It seems as if a lot of people are upset at Obama for this passage from his Cairo speech:
Palestinians must abandon violence. Resistance through violence and killing is wrong and does not succeed. For centuries, black people in America suffered the lash of the whip as slaves and the humiliation of segregation. But it was not violence that won full and equal rights. It was a peaceful and determined insistence upon the ideals at the center of America's founding. This same story can be told by people from South Africa to South Asia; from Eastern Europe to Indonesia. It's a story with a simple truth: that violence is a dead end.
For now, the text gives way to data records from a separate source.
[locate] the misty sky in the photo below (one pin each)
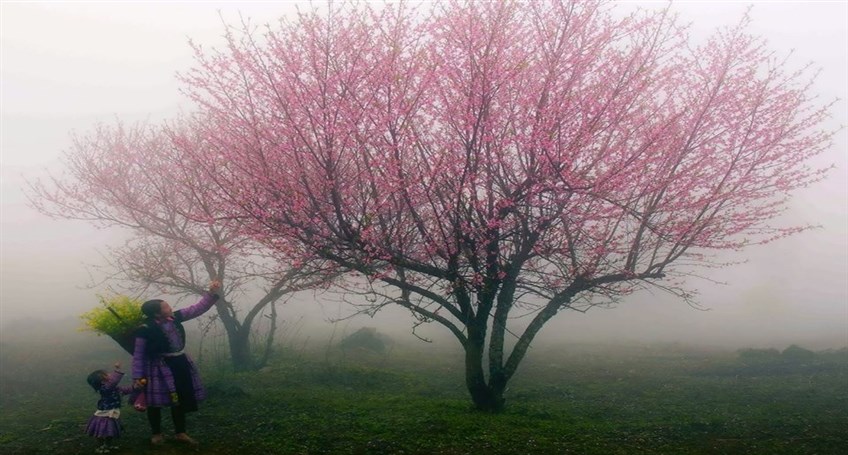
(68, 65)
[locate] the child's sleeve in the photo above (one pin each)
(138, 356)
(113, 379)
(198, 308)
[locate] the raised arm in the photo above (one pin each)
(204, 304)
(199, 308)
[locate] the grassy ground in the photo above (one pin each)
(582, 400)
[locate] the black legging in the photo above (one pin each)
(154, 416)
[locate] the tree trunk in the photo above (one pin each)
(486, 397)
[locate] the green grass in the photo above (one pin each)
(582, 400)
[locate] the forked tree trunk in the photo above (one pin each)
(486, 397)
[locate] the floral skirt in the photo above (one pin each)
(173, 381)
(103, 427)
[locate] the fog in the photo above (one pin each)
(67, 65)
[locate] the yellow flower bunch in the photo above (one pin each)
(115, 315)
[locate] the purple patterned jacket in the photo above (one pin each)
(171, 329)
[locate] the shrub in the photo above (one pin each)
(117, 317)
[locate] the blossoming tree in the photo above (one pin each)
(489, 159)
(139, 177)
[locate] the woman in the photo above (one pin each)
(168, 375)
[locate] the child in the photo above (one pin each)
(105, 424)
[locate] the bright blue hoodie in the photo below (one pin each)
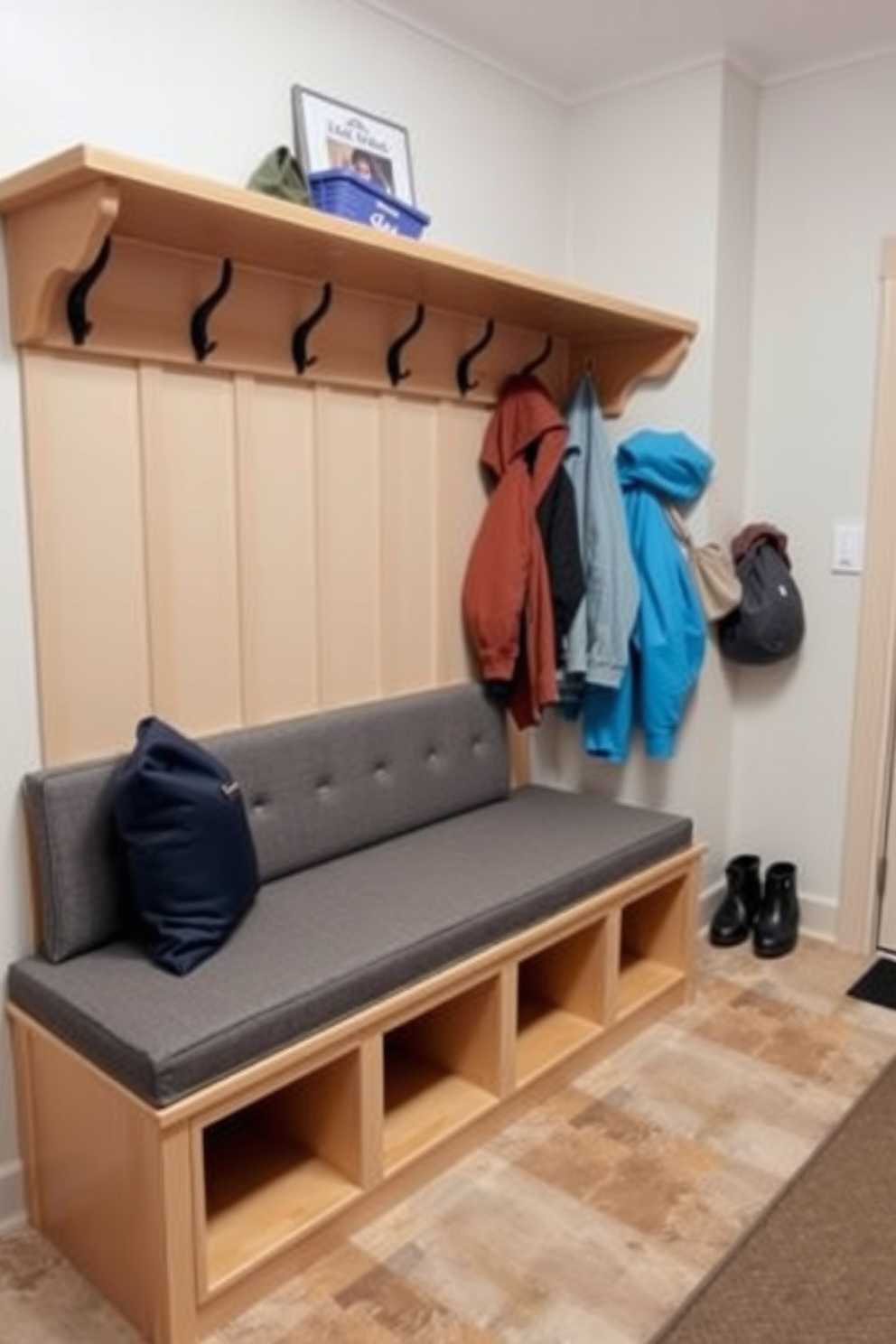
(669, 636)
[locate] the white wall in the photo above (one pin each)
(204, 86)
(826, 199)
(661, 210)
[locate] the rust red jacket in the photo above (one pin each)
(507, 592)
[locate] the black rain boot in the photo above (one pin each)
(739, 908)
(778, 921)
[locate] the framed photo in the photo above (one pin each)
(335, 135)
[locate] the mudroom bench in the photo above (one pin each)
(429, 952)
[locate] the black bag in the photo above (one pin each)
(191, 858)
(770, 622)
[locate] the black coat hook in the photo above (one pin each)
(79, 324)
(463, 380)
(199, 322)
(303, 330)
(394, 358)
(539, 359)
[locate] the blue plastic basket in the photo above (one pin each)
(342, 192)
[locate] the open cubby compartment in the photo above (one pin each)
(653, 953)
(560, 999)
(441, 1070)
(277, 1167)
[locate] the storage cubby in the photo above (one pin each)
(441, 1070)
(652, 947)
(277, 1167)
(560, 1000)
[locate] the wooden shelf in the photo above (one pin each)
(171, 233)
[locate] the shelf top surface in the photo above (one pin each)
(176, 210)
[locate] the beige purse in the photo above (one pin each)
(712, 570)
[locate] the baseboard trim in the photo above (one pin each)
(817, 914)
(13, 1206)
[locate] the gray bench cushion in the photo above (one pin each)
(339, 936)
(314, 788)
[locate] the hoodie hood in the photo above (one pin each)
(667, 462)
(524, 418)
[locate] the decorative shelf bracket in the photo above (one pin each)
(463, 380)
(394, 358)
(79, 324)
(203, 347)
(303, 330)
(167, 228)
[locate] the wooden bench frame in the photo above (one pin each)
(183, 1217)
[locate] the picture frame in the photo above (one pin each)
(331, 134)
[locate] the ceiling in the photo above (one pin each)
(574, 49)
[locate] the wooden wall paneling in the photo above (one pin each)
(348, 512)
(88, 558)
(190, 481)
(277, 548)
(408, 523)
(461, 500)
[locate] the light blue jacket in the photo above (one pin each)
(669, 636)
(597, 645)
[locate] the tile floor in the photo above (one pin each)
(589, 1219)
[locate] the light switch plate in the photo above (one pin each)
(849, 548)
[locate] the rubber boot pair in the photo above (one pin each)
(769, 914)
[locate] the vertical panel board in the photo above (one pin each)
(461, 501)
(408, 545)
(277, 550)
(348, 509)
(191, 547)
(88, 558)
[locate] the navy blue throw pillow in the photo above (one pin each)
(191, 859)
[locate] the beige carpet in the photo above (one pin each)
(819, 1266)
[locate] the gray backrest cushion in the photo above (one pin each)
(314, 788)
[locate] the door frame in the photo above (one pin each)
(874, 694)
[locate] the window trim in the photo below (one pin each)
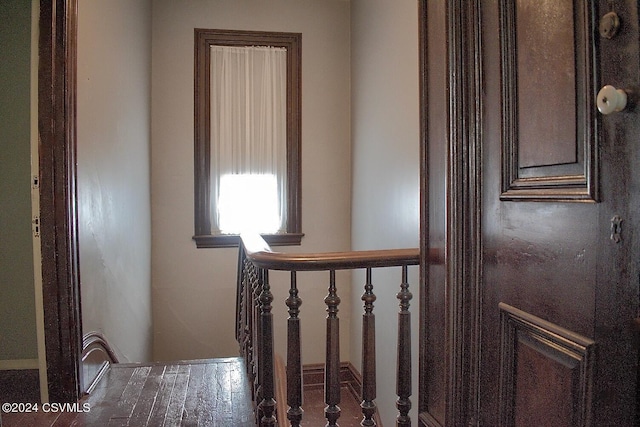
(204, 38)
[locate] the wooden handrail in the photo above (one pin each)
(254, 327)
(259, 252)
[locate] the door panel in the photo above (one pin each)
(530, 321)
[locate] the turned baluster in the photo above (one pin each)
(256, 289)
(403, 389)
(294, 359)
(368, 354)
(265, 370)
(332, 366)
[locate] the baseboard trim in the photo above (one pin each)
(18, 364)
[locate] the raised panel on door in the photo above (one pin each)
(531, 320)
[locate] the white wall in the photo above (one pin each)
(194, 289)
(114, 59)
(386, 186)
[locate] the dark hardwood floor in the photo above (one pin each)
(212, 392)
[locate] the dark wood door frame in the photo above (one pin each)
(457, 42)
(58, 199)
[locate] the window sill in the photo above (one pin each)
(233, 240)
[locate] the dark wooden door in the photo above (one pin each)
(534, 197)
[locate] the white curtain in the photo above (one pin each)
(248, 136)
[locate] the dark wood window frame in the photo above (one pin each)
(204, 39)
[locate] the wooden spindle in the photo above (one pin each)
(294, 359)
(265, 372)
(403, 379)
(256, 288)
(332, 366)
(368, 354)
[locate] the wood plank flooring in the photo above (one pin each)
(212, 392)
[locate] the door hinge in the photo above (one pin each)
(35, 223)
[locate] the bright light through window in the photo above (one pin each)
(248, 202)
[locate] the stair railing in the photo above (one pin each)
(254, 329)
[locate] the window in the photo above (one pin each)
(247, 176)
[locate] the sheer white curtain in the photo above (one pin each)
(248, 139)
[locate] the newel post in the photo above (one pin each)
(265, 363)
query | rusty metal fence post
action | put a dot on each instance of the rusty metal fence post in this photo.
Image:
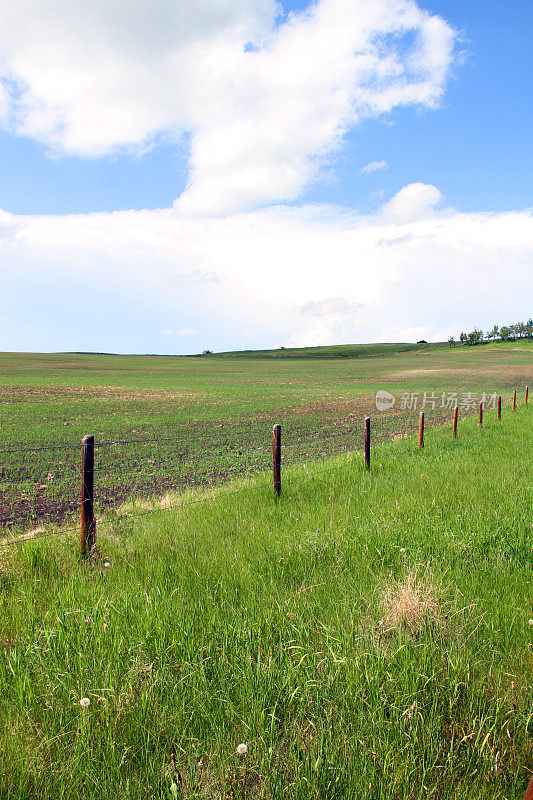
(88, 522)
(367, 442)
(276, 458)
(421, 430)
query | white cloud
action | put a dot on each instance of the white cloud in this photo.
(290, 275)
(92, 78)
(414, 200)
(181, 332)
(373, 166)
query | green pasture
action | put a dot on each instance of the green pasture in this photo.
(367, 636)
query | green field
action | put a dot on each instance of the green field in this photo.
(368, 635)
(167, 422)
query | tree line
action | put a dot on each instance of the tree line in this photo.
(507, 333)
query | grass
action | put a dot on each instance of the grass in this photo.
(188, 421)
(367, 636)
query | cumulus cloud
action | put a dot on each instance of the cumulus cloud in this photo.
(181, 332)
(373, 166)
(331, 306)
(290, 275)
(414, 200)
(264, 100)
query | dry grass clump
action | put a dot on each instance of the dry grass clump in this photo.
(412, 602)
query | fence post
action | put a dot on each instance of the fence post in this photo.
(88, 522)
(421, 430)
(367, 442)
(276, 458)
(529, 791)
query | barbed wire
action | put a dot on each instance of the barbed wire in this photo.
(331, 446)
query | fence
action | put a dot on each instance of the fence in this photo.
(222, 458)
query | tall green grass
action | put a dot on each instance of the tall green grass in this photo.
(367, 635)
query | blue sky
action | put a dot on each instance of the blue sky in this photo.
(470, 141)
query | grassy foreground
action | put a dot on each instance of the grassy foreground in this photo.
(368, 636)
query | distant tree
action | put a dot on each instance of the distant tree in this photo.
(505, 333)
(494, 333)
(474, 337)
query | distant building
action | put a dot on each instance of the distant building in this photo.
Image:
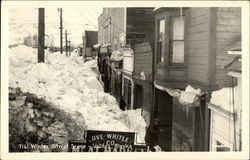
(122, 29)
(89, 40)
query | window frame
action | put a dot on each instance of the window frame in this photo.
(170, 37)
(166, 14)
(161, 55)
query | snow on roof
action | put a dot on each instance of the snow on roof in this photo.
(106, 45)
(97, 45)
(189, 97)
(156, 8)
(235, 74)
(116, 56)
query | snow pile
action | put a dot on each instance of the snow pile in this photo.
(72, 85)
(32, 121)
(224, 98)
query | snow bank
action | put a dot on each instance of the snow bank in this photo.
(73, 86)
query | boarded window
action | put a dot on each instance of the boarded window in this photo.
(177, 39)
(160, 40)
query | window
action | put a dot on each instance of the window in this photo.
(160, 40)
(177, 40)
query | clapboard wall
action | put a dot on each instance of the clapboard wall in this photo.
(198, 45)
(228, 36)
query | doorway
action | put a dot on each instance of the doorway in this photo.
(164, 112)
(138, 100)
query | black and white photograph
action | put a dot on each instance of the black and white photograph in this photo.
(125, 78)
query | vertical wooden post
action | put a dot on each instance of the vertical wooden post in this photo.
(61, 28)
(41, 28)
(69, 49)
(66, 43)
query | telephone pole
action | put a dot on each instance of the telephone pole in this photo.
(69, 47)
(61, 28)
(66, 43)
(41, 35)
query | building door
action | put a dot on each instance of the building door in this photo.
(138, 100)
(164, 112)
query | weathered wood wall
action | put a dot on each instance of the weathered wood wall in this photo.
(228, 36)
(143, 59)
(140, 21)
(198, 45)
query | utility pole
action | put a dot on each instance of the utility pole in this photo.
(41, 28)
(69, 48)
(61, 28)
(66, 43)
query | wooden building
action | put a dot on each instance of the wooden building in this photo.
(191, 47)
(226, 110)
(123, 28)
(142, 78)
(89, 40)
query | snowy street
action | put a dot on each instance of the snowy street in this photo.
(93, 78)
(71, 85)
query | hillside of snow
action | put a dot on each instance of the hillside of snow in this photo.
(72, 86)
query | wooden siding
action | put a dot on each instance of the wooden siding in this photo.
(143, 59)
(140, 21)
(198, 45)
(228, 36)
(117, 19)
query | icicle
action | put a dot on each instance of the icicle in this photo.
(187, 108)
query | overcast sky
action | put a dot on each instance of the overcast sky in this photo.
(25, 21)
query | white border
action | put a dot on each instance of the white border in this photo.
(168, 155)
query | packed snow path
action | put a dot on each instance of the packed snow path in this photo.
(73, 86)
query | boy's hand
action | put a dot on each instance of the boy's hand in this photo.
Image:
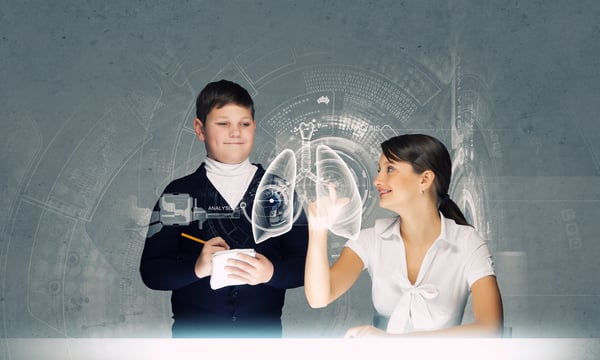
(250, 270)
(204, 262)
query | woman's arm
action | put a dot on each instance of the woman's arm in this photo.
(322, 283)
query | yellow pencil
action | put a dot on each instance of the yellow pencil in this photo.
(193, 238)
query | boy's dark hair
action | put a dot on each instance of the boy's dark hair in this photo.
(220, 93)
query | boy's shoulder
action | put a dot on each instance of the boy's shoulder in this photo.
(188, 181)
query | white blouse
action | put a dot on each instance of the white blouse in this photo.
(437, 300)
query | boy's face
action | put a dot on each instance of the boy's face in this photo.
(228, 133)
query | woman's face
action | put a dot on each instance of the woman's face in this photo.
(397, 184)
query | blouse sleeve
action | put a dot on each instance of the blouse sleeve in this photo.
(479, 262)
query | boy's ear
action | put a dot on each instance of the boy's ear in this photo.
(199, 129)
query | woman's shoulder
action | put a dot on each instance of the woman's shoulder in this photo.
(461, 235)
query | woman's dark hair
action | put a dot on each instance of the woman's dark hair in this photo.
(425, 152)
(220, 93)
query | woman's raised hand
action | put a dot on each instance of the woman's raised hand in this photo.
(324, 212)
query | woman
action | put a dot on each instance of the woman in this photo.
(423, 263)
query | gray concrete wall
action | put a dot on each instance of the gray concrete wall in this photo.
(96, 111)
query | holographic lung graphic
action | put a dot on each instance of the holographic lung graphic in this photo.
(331, 169)
(273, 209)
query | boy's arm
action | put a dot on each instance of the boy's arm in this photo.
(162, 267)
(289, 263)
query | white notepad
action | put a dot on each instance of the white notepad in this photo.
(218, 277)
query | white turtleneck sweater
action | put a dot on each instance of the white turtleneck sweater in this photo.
(231, 180)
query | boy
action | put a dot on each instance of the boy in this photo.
(222, 189)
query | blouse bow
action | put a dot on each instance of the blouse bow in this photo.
(413, 308)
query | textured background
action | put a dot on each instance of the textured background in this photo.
(96, 110)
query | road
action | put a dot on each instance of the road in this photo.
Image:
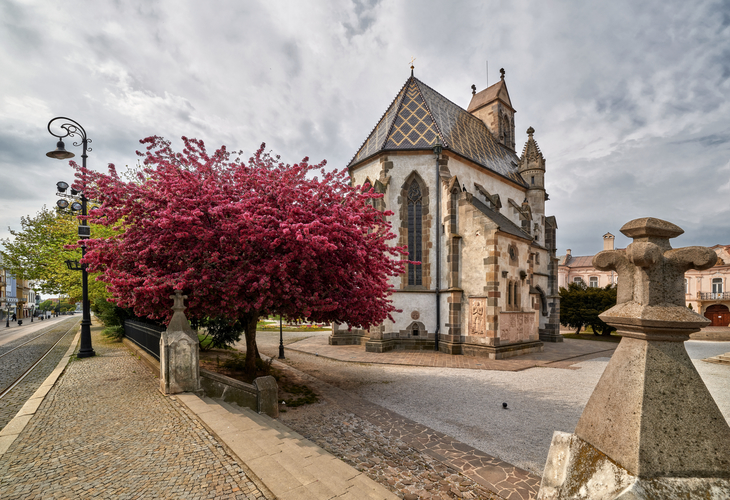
(20, 348)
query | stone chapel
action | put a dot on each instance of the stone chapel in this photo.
(472, 212)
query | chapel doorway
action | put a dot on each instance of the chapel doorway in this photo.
(718, 314)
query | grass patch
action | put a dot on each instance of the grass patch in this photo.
(292, 391)
(298, 394)
(611, 338)
(114, 333)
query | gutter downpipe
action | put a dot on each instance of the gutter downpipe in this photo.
(437, 148)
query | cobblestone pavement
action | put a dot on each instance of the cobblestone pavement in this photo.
(388, 460)
(14, 364)
(412, 460)
(105, 431)
(555, 355)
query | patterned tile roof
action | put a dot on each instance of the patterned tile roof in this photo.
(419, 114)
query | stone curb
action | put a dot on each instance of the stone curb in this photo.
(293, 467)
(11, 431)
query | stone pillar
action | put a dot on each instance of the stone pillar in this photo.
(179, 356)
(651, 428)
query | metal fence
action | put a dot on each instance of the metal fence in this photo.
(144, 335)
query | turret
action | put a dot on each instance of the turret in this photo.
(493, 106)
(532, 170)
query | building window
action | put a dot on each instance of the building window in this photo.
(415, 233)
(716, 288)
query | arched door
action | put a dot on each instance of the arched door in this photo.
(718, 314)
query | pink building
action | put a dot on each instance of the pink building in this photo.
(706, 292)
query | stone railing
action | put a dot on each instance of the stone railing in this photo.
(713, 295)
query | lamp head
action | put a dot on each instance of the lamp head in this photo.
(60, 152)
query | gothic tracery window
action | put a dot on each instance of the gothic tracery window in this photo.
(415, 233)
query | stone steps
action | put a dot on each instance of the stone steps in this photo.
(289, 465)
(721, 359)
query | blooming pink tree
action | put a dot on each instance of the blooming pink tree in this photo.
(242, 239)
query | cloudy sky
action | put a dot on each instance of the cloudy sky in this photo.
(629, 100)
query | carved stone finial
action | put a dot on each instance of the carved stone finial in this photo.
(179, 322)
(651, 279)
(651, 429)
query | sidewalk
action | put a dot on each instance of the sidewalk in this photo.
(103, 430)
(555, 355)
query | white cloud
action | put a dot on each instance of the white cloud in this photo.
(629, 99)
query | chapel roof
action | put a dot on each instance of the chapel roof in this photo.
(503, 223)
(419, 114)
(491, 93)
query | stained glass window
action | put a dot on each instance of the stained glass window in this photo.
(415, 233)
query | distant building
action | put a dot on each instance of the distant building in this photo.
(486, 281)
(706, 292)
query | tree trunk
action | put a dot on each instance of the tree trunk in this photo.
(251, 319)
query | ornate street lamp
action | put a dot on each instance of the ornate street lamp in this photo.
(72, 128)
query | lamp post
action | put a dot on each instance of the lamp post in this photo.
(72, 128)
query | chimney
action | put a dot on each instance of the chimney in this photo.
(608, 240)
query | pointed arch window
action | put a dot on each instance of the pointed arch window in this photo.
(415, 233)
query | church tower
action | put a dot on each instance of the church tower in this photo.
(532, 169)
(493, 106)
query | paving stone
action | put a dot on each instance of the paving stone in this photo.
(105, 431)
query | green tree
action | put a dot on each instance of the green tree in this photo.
(580, 306)
(46, 305)
(39, 251)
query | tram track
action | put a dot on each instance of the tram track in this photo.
(30, 369)
(31, 340)
(24, 370)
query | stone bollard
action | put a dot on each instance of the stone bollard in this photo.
(179, 352)
(650, 429)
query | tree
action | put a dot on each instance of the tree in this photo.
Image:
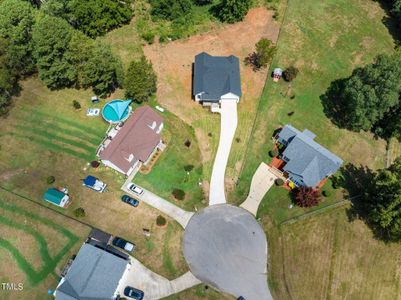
(140, 80)
(102, 71)
(203, 2)
(231, 11)
(16, 21)
(51, 38)
(383, 199)
(367, 96)
(290, 73)
(307, 196)
(263, 55)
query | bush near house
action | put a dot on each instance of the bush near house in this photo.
(76, 104)
(161, 221)
(79, 212)
(263, 55)
(140, 80)
(290, 73)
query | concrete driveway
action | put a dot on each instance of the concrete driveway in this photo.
(225, 247)
(229, 121)
(153, 285)
(171, 210)
(262, 181)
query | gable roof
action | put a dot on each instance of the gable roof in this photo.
(308, 161)
(135, 138)
(94, 274)
(215, 76)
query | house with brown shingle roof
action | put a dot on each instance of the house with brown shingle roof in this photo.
(133, 143)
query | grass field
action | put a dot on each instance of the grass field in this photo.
(329, 257)
(168, 172)
(34, 245)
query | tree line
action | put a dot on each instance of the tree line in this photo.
(54, 39)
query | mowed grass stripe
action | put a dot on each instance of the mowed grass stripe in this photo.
(52, 125)
(43, 249)
(21, 211)
(78, 143)
(49, 264)
(64, 120)
(52, 146)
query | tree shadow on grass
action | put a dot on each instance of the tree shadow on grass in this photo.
(357, 181)
(334, 105)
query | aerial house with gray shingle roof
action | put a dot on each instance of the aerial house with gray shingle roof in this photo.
(306, 163)
(94, 274)
(216, 79)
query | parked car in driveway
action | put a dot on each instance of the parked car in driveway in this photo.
(130, 201)
(135, 189)
(133, 293)
(123, 244)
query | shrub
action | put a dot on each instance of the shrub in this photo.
(188, 168)
(290, 73)
(178, 194)
(273, 152)
(50, 179)
(263, 55)
(76, 104)
(161, 221)
(149, 37)
(307, 196)
(79, 212)
(140, 80)
(326, 193)
(95, 164)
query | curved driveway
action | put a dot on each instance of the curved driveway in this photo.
(229, 121)
(225, 247)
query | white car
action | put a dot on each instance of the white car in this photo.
(135, 189)
(93, 112)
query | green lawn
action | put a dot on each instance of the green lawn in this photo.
(325, 41)
(34, 245)
(168, 172)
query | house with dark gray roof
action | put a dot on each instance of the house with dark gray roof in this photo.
(94, 274)
(216, 79)
(307, 163)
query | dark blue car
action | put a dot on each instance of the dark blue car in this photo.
(133, 293)
(130, 201)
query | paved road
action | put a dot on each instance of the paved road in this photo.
(228, 126)
(166, 207)
(225, 247)
(262, 181)
(153, 285)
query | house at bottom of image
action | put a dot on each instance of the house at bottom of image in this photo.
(130, 144)
(303, 161)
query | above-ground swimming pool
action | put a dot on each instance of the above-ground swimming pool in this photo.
(116, 111)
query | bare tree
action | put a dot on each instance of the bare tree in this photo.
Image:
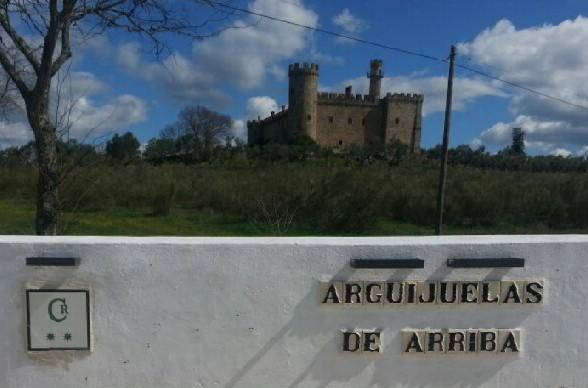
(207, 125)
(36, 42)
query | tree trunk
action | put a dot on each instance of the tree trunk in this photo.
(46, 220)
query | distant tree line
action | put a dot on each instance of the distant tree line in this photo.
(201, 135)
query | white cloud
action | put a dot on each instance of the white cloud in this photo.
(242, 56)
(261, 106)
(543, 136)
(549, 58)
(78, 110)
(466, 90)
(583, 151)
(239, 129)
(348, 22)
(14, 133)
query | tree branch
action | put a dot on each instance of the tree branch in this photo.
(19, 42)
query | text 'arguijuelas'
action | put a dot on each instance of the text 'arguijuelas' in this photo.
(503, 292)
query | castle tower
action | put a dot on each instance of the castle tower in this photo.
(302, 99)
(375, 75)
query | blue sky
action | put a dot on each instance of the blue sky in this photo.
(118, 85)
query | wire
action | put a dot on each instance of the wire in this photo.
(327, 32)
(400, 50)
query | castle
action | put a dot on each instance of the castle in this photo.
(340, 120)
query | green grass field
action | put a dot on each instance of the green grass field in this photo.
(17, 218)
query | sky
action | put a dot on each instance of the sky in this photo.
(116, 84)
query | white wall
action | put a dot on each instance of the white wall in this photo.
(244, 312)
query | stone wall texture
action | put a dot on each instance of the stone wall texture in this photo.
(245, 312)
(341, 120)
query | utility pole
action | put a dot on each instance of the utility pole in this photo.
(444, 152)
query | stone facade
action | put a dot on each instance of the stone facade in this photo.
(339, 120)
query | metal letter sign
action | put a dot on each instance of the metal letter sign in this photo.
(58, 319)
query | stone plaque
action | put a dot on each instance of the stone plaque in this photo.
(58, 319)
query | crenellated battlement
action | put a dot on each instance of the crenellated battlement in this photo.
(405, 97)
(341, 120)
(334, 98)
(304, 69)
It is a sign of neither courage nor power to shoot rockets at sleeping children, or to blow up old women on a bus. That is not how moral authority is claimed; that is how it is surrendered.
The complaint--which everyone from Josh Gerstein to David Frum to Gateway Pundit makes--is that Obama was analogizing the plight of the Palestinians to the plight of blacks in the U.S. during slavery and Jim Crow and blacks in South Africa during apartheid. And if that was the only purpose of Obama's analogy, I could see the reason for these complaints. But it should be obvious from the above paragraph that the purpose of Obama's analogy is to explicitly criticize Palestinians for their acts of terrorism and to encourage them to choose another path--the path of nonviolence taken by Gandhi and Martin Luther King. That seems like a laudable--and uncontroversial--point to make. It's one that, not so long ago, even the Weekly Standard supported.